X-ray examination should be after the acute inflammation subsides, the patient can swallow the food for esophagography, if there is suspected esophageal fistula or perforation, the contrast agent can flow into the respiratory tract, preferably using lipiodol angiography, according to the different stages of the development of the lesion and The degree of injury is different, lighter: early is the secondary esophageal sputum, mucosal texture is still normal, can also be slightly thickened, twisted, late scar, stenosis is not obvious, moderate: esophageal involvement length increased, secondary sputum significantly The mucosal texture is irregularly jagged or beaded.
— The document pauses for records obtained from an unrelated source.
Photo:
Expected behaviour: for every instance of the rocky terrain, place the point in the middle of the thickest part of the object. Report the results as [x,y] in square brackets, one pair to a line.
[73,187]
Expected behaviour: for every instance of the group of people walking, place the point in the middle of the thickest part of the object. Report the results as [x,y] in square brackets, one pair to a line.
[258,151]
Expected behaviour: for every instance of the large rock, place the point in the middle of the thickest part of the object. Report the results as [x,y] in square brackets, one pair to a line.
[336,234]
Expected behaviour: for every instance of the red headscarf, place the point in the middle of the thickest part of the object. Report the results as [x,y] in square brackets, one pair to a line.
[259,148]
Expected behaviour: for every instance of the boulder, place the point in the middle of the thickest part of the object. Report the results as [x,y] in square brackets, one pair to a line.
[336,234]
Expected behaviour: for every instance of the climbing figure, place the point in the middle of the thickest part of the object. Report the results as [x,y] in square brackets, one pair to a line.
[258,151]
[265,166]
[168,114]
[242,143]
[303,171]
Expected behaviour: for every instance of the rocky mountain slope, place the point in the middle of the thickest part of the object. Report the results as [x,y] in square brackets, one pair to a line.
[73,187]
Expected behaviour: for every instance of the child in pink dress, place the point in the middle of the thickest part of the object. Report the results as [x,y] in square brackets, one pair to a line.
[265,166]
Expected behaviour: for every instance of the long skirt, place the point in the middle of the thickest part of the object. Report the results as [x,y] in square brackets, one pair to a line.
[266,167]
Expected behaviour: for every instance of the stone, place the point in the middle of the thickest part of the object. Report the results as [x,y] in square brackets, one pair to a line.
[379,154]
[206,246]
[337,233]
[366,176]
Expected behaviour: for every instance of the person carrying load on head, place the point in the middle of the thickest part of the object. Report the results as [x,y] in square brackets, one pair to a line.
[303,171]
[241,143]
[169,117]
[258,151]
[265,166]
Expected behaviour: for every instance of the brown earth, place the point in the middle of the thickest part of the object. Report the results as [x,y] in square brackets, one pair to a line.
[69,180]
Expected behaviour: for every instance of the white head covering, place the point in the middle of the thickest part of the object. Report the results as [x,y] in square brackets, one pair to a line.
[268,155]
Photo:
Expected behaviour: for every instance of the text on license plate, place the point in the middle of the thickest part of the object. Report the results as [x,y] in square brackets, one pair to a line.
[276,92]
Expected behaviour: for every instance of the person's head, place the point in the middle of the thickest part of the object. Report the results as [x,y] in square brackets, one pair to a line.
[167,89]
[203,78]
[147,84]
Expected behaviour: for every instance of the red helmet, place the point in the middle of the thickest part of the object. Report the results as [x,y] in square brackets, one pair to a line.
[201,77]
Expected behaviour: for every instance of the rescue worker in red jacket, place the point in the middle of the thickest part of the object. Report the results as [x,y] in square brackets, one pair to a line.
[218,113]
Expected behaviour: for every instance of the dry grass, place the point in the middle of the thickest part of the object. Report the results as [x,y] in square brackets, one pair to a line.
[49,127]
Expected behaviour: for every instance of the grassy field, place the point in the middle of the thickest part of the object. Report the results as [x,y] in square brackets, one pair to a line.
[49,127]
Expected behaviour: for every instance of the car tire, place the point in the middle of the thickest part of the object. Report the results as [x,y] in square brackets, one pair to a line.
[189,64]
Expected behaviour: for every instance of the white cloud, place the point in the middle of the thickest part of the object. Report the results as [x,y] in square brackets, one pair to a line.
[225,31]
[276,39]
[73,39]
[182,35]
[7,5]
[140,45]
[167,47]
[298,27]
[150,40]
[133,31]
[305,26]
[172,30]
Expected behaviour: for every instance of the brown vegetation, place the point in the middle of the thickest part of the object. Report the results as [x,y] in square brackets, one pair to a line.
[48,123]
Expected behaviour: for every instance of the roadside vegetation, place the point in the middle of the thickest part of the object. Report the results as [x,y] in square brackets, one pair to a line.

In severe cases, the lumen is significantly reduced, even in the shape of a rat tail.

2. Esophagoscopy

In addition to shock or perforation, it should be implemented as soon as possible to determine the extent of the lesion, to prevent obstruction due to stenosis, regular endoscopic reexamination, in addition to the dilated esophagus, early detection of esophageal cancer, because the incidence of cancer is more than normal esophagus High, especially the thickening of the esophagus caused by strong alkali.

Diagnosis

Diagnosis and diagnosis of esophageal chemical burns

diagnosis

Mainly rely on medical history, the first detection of pharyngeal cheek burns during physical examination, according to the degree of burn and the dose and traits of corrosive agents and the difficulty of swallowing to determine whether there is esophageal burn.

Differential diagnosis

Esophageal chemical burns are generally not difficult to diagnose according to their medical history, symptoms and signs, and often coexist with corrosive gastritis, but in the clinical should pay attention to whether there are other lesions with esophagus.

For middle-aged and elderly men, it is necessary to pay attention to the identification of esophageal cancer. Esophageal cancer is mainly characterized by difficulty in swallowing and weight loss. The condition is progressively worsened. X-ray and gastroscopy combined with biopsy can confirm the diagnosis.